The anti-Giants bet that’s winning 88% of the time

It’s widely understood the Giants have been awful on offense. Not much publicity has been given their consistently poor starts.

Does this team even prepare for its opponents? Sharp bettors know the Giants are 1-7 straight up and against the spread in first halves this season. That means betting against the Giants at first-half lines has hit 88 percent to date. This isn’t a team that hangs tough for awhile before fading at the end. The Giants usually dig an early hole and stay there.

Here’s a quick rundown of their halftime scoreboards. Handicappers should focus on the poor scoring totals:

Giants are half-bad

Trailed Jaguars, 13-6
Trailed at Cowboys, 10-0
Led at Texans, 20-6 (only cover)
Trailed Saints, 12-7
Trailed at Panthers, 20-13
Trailed Eagles, 24-6
Trailed at Falcons, 10-3
Trailed Redskins, 7-3

The 20 points scored in Houston seem like a minor miracle in retrospect. The Giants managed only six and zero the two games prior, then a string of 7-13-6-3-3 afterward.

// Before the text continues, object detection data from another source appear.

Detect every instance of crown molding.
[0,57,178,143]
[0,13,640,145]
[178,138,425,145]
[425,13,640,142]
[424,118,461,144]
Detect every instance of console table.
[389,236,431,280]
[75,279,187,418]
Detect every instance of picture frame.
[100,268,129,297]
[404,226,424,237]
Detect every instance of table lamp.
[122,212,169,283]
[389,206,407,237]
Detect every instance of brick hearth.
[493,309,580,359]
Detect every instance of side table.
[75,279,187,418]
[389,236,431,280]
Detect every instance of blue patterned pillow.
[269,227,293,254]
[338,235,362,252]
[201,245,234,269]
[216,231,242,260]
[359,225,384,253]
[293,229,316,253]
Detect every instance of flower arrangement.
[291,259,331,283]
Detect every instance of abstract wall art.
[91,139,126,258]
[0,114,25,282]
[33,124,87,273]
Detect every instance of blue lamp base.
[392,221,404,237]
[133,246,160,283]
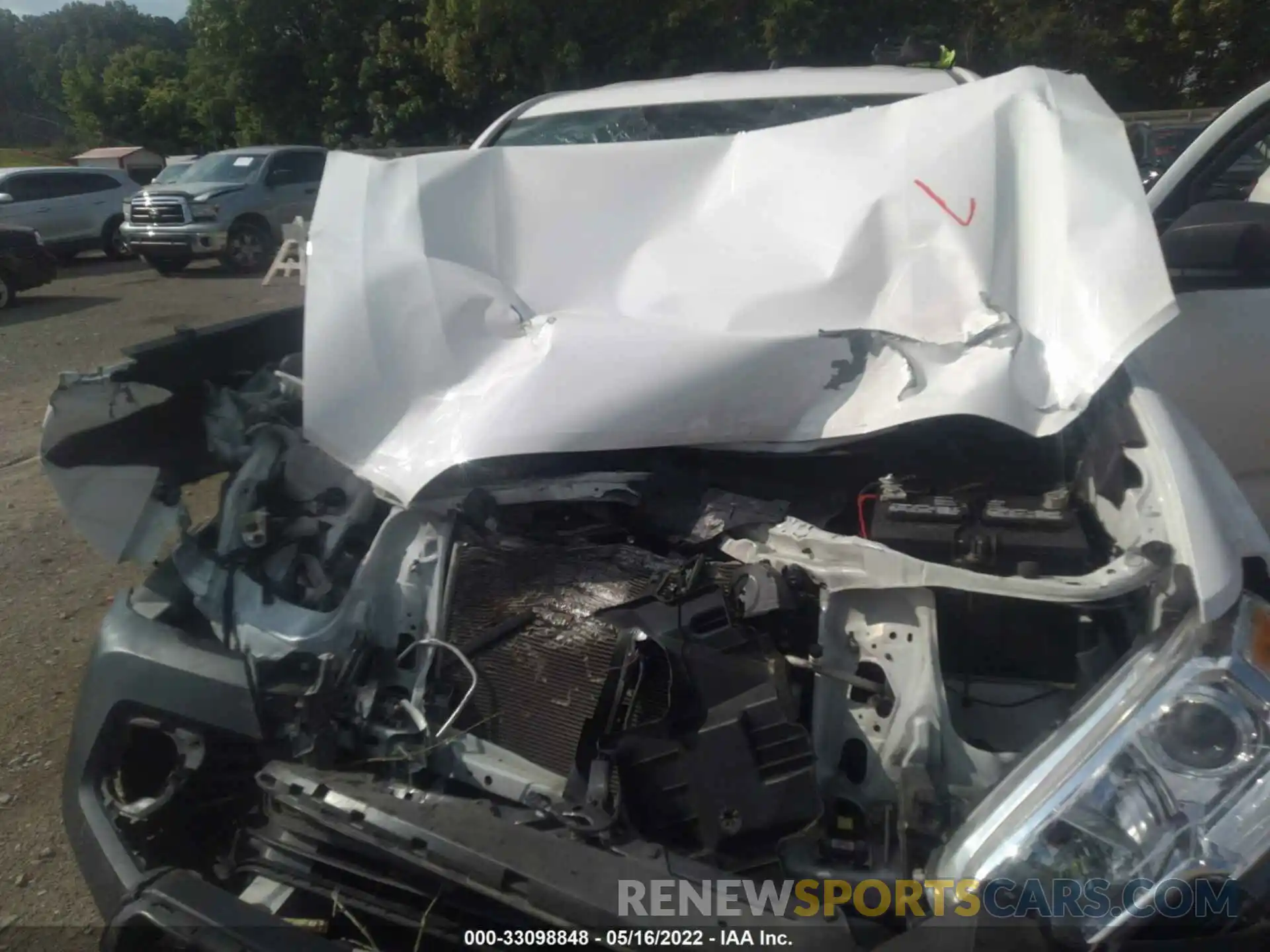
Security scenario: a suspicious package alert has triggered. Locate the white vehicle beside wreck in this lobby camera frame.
[34,63,1270,949]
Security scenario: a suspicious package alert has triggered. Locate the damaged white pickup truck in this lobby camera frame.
[42,70,1270,949]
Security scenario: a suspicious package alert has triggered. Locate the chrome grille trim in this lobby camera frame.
[128,196,189,225]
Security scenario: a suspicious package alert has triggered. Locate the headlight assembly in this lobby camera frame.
[933,594,1270,943]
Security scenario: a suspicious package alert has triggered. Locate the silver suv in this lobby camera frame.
[122,146,326,274]
[0,167,137,259]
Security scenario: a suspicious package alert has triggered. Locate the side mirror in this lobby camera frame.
[1160,200,1270,286]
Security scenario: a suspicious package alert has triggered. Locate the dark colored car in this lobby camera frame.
[1129,122,1208,189]
[0,226,57,311]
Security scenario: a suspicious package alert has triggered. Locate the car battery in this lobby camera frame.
[976,494,1091,575]
[868,495,970,565]
[868,494,1091,576]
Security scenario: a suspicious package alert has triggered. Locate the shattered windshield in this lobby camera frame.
[491,94,910,146]
[182,152,265,182]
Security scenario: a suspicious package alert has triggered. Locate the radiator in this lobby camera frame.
[446,545,677,777]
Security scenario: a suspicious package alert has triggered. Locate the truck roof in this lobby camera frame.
[521,66,976,118]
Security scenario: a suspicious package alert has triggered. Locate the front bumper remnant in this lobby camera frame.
[102,869,341,952]
[119,222,229,258]
[62,592,261,916]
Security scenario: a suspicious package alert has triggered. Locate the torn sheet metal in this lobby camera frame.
[40,368,184,563]
[304,69,1176,500]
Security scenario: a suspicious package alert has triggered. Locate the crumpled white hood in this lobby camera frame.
[305,69,1176,500]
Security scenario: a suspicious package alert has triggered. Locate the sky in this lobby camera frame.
[0,0,189,20]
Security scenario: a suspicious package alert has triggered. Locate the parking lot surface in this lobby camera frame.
[0,257,302,947]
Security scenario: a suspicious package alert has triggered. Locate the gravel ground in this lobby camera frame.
[0,258,302,934]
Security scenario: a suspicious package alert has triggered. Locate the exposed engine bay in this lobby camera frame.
[46,309,1199,941]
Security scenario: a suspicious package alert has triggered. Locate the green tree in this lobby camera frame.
[62,46,197,152]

Do you know how hard it is to only score three points in a half indoors in Atlanta?! The Falcons’ other opponents there scored 10-16-28-13 in their first halves.

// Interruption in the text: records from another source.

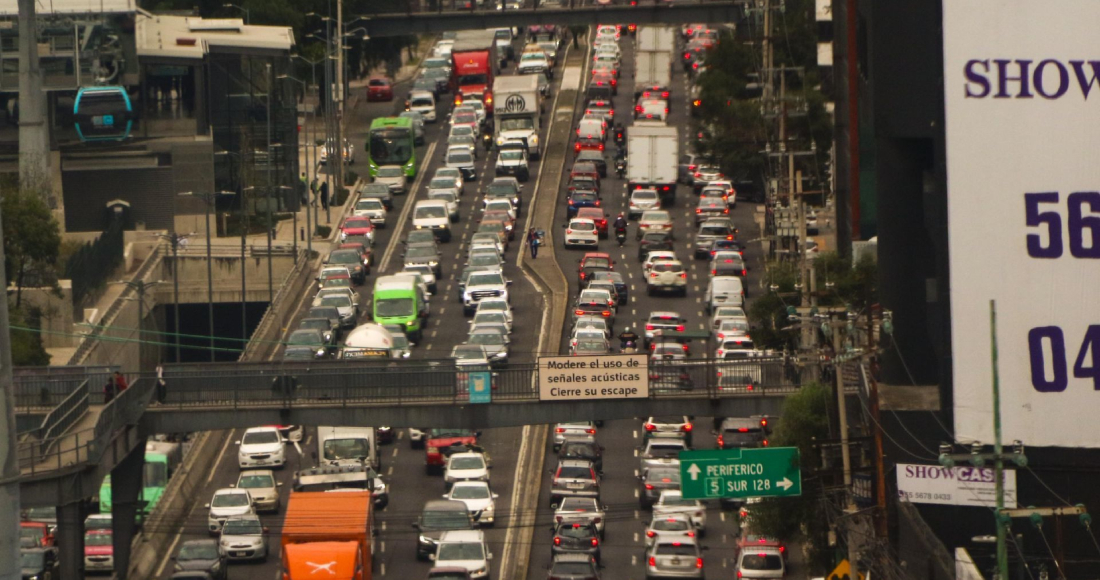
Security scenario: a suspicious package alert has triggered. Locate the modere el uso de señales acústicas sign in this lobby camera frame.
[538,354,649,401]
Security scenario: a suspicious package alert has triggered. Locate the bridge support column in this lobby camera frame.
[55,501,88,578]
[110,445,145,580]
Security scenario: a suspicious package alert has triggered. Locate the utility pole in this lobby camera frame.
[0,188,22,580]
[16,0,53,190]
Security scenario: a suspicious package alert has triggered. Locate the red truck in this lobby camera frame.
[451,30,499,110]
[424,429,479,474]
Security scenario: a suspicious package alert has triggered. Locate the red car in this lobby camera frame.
[366,77,394,101]
[578,253,615,280]
[424,429,477,474]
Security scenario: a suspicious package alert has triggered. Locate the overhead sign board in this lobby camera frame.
[680,447,802,500]
[538,354,649,401]
[898,463,1016,507]
[943,0,1100,448]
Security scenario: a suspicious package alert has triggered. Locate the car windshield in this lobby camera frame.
[741,552,783,570]
[221,519,264,536]
[451,457,485,469]
[451,485,490,500]
[374,298,413,318]
[413,206,447,219]
[179,541,218,560]
[436,541,485,561]
[466,272,504,286]
[241,431,279,445]
[322,437,371,460]
[237,473,275,490]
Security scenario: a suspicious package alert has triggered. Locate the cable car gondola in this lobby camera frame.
[73,87,133,142]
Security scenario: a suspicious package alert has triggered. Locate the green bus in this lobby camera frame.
[99,451,168,517]
[366,117,418,177]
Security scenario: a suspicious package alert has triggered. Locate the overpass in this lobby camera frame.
[355,0,746,37]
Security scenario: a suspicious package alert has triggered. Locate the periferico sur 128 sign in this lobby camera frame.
[538,354,649,401]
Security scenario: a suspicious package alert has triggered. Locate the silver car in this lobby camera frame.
[646,537,704,578]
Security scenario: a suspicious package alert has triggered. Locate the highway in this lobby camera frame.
[147,20,796,580]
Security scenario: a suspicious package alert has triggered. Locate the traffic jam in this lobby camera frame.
[79,18,789,580]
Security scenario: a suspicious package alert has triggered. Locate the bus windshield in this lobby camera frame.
[371,129,413,165]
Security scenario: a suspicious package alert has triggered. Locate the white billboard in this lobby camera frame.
[941,0,1100,447]
[539,354,649,401]
[898,463,1016,507]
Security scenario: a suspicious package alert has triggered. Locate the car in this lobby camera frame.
[443,451,491,485]
[737,546,787,580]
[653,490,706,537]
[551,422,596,452]
[235,469,283,513]
[553,496,607,538]
[237,427,286,469]
[429,529,493,579]
[550,459,600,507]
[635,209,675,240]
[443,479,499,527]
[550,522,600,562]
[19,548,61,580]
[366,77,394,102]
[638,231,675,264]
[218,515,267,561]
[173,539,229,580]
[206,488,256,534]
[564,218,600,248]
[340,216,374,246]
[626,188,661,220]
[543,554,600,580]
[646,537,704,578]
[646,517,695,548]
[646,260,688,296]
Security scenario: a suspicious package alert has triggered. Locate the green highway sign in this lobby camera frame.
[680,447,802,500]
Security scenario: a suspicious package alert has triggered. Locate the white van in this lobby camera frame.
[706,276,745,314]
[316,427,382,470]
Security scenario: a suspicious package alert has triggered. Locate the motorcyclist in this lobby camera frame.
[619,327,638,350]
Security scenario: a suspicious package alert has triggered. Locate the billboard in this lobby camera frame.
[941,0,1100,447]
[898,463,1016,507]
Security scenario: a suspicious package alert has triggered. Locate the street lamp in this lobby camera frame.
[221,2,249,24]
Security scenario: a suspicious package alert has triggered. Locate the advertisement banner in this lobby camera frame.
[943,0,1100,447]
[898,463,1016,507]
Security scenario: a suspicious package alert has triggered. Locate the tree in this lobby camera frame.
[0,187,62,308]
[751,383,832,569]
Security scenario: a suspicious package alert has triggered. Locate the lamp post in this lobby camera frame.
[221,2,250,24]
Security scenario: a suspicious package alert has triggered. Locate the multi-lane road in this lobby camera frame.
[150,21,796,580]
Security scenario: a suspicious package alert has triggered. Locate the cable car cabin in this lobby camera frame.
[73,87,134,142]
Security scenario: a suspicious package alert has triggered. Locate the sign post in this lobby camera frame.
[680,447,802,500]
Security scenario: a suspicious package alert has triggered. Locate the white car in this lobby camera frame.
[206,488,256,534]
[443,451,490,485]
[352,197,388,228]
[565,219,600,248]
[237,427,286,469]
[653,490,706,537]
[443,481,499,527]
[428,529,493,579]
[218,515,267,561]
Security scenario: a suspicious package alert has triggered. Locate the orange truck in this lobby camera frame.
[282,492,374,580]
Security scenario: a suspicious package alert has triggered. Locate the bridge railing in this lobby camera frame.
[150,358,801,408]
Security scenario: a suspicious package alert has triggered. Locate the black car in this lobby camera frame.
[550,522,600,563]
[573,149,607,177]
[638,231,675,262]
[19,548,59,579]
[173,539,229,580]
[558,437,604,473]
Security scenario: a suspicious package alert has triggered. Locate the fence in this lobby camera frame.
[63,220,123,320]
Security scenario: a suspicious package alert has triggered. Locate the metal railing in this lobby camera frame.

According to teamrankings.com, the five worst first-half offensive averages entering the week were the Bills 4.8, Titans 6.1, Cardinals 6.8, Browns 6.8 and Giants 7.2. The league median was around a dozen. The five best first-half offenses were the Chiefs 19.2, Saints 17.5, Rams 17.2, Chargers 17.1 and Patriots 16.2.

Bad first halves don’t just point to bad talent. They point to bad preparation. Teams have all week to get ready for an opponent, to look for weaknesses to attack, to map out the first few drives, to make sure everyone is on the same page. It’s a horrible indicator for new head coach Pat Shurmur, who was hired because of his offensive credentials.

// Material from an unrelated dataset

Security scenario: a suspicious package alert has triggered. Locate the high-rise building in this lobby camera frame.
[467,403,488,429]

At least the G-men have maximum preparation time for Monday’s game in San Francisco (ESPN, 8:15 p.m.). They have an extra day after a bye week. If this first half is as awful as the rest, it’s safe to assume the players have thrown in the towel on the season.

San Francisco should come in well-prepared. The 49ers beat the Raiders a week ago Thursday, 34-3 (winning yardage 405-242 on 7.5 to 4.4 in yards-per-play), seemingly rejuvenated under new quarterback Nick Mullens.

Market analysis showed San Francisco receiving smart money at -3 through the week. With home-field advantage counting three points in the NFL (possibly less at this particular site), the most informed market influences now see the 49ers as the slightly superior neutral-field team.

How far the Giants have fallen. They were +3 at Dallas with Dak Prescott in Week 2, +4 at Atlanta with Matt Ryan in Week 7 … now +3 at San Francisco with Nick Mullens in Week 10.